Sunday, 19 December 2010

Claret not blue

The weather's getting colder, the food is getting more substantial, and we're all getting into a more celebratory mood. In this season of snow, steak and Christmas trees, claret is the ideal wine. 

Claret is French, of course, but it has always been a favourite of the English, going right back to the happy times when we actually ran a large slice of the vineyard-packed south-west of France.

This Haut-Medoc from Chateau Tour Du Haut-Moulin has all the typical characteristics. Not a lot of fruit and the dry slightly mouldy tone may not be to everyone's taste. However, those spicy, woody aromas and the long, grape flavour works for me.

My claret-wearing football team may be bottom of the league this Christmas but after watching their hard-won draw at Blackburn I celebrated with few glasses of this Medoc. It's difficult not to feel things can only get better.

Thursday, 9 December 2010

Go West!

When I think of Oregon I think of wagon trains about to tip off the west coast of America. But of course it's also host to some of the most sophisticated and pioneering new media folk in the world. So no surprise that this is a smooth, clever and rich wine.

I am a fan of Pinot Noir. Not to Sideways levels of fanaticism. But you will see from this blog that I enjoy its different manifestations according to climate and culture.

This one is velvety but with a lot of adjectives to follow: blackcurrant, warm, dry, full, deep but not too sweet. Perhaps not complex enough to be a classic but for a rounded and characterful drink. Well worth the wagon ride.

Monday, 1 November 2010

The Eiswein Cometh

The grapes for this sweet German Riesling are harvested early in the morning around Christmas when temperatures drop to as low as minus eight degrees near the Rhine in western Germany.
I love sweet pudding wines like Sauternes. But what is magical about this Eiswein is the combination of sweetness with a refreshing fruitiness that almost sparkles on the palate. Like ice.

Thursday, 28 October 2010

Schloss Vollrads - glass stopped gold

This Rheingau Riesling was a beautiful colour - I described it as 'thin gold', my partner used the word 'urine'. 
As it says on the label this was dry. But it had a good grapey flavour. 
Oddly it has a glass stopper under the foil. What's that about? 

Saturday, 16 October 2010

Kloster Eberbach

German reds are unfamiliar in the UK but this Pinot Noir from Hesse is a good example of why we should be drinking more. If you enjoy New World Pinots then this dry red with a lovely berry taste might suit. It's from a vinyard near the Eberbach Abbey where Name of The Rose was filmed. Rather more romantic than Frankfurt Airport where I bought this.

Friday, 8 October 2010

Swiss Rolle

This is a very Swiss wine so it was appropriate that I drank it on the terrace of the European Broadcasting Union's HQ in Geneva with a fine view of Mont Blanc. This Mont Sur Rolle comes from the shores of Lake Geneva and is made from the Chasselas grape, believed to originate in Switzerland.
It's a wine that reflects Switzerland's make-up. It's fruity but not as sweet or rich as a German wine. It's dry but not as crisp as a good French Alsace, for example. And it has something slightly eccentric about it like some of those more obscure north Italian varietals. A little too sweet for my taste but very good drinking in the autumn sunshine and, I am told, with fondue.

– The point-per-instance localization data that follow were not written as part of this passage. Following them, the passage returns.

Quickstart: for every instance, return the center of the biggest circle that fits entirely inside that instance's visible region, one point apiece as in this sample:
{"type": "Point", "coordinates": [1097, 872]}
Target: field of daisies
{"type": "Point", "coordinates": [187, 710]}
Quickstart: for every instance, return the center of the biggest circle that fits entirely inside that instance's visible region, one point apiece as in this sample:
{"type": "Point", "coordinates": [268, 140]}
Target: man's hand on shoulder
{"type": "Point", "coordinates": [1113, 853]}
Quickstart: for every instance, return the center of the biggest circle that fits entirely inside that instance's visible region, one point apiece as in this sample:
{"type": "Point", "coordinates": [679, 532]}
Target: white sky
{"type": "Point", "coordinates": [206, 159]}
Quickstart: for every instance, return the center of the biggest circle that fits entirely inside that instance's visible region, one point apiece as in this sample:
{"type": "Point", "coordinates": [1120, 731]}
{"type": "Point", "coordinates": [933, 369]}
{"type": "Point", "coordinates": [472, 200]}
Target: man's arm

Tuesday, 28 September 2010

Pago de Carraovejas

A lovely Ribera Del Duero. The perfect superior party wine enjoyed at a reception at the Hay Segovia Festival where it captured the semi-serious mood in the Marques' rather lovely mansion. Great colour, good cool or warm, with a light but round berry flavour.


This Albarino was the perfect Gallician companion for the sea-food from the wonderful Ribero do Mino restaurant on Calle Santa Brigida in the Chueca district of Madrid. Medium light, dry with some acidity to help the shell-fish down.

Saturday, 11 September 2010


London, September, 2010

Very good value Tuscan red - soft, full-bodied, with a lovely curranty flavour but some depth and quite dry, too. Like a good Montepulciano.

Saint Aubin (white)

London, Sumer, 2010

Mineral, full-bodied white

Chateau Beaumont

London, Summer 2010

Ever dependable, good value Chateau Beaumont. Balanced claret with good fruit and a firm, dry base. Possibly needs a year or two more.

Gevry Chambertin

London, Summer 2010

Classic Gevrey - full, fruity Burgundy, well-rounded with a slight edge.


Bilbao, Spring 2010
Light and slightly fruity but with a clear and dry taste.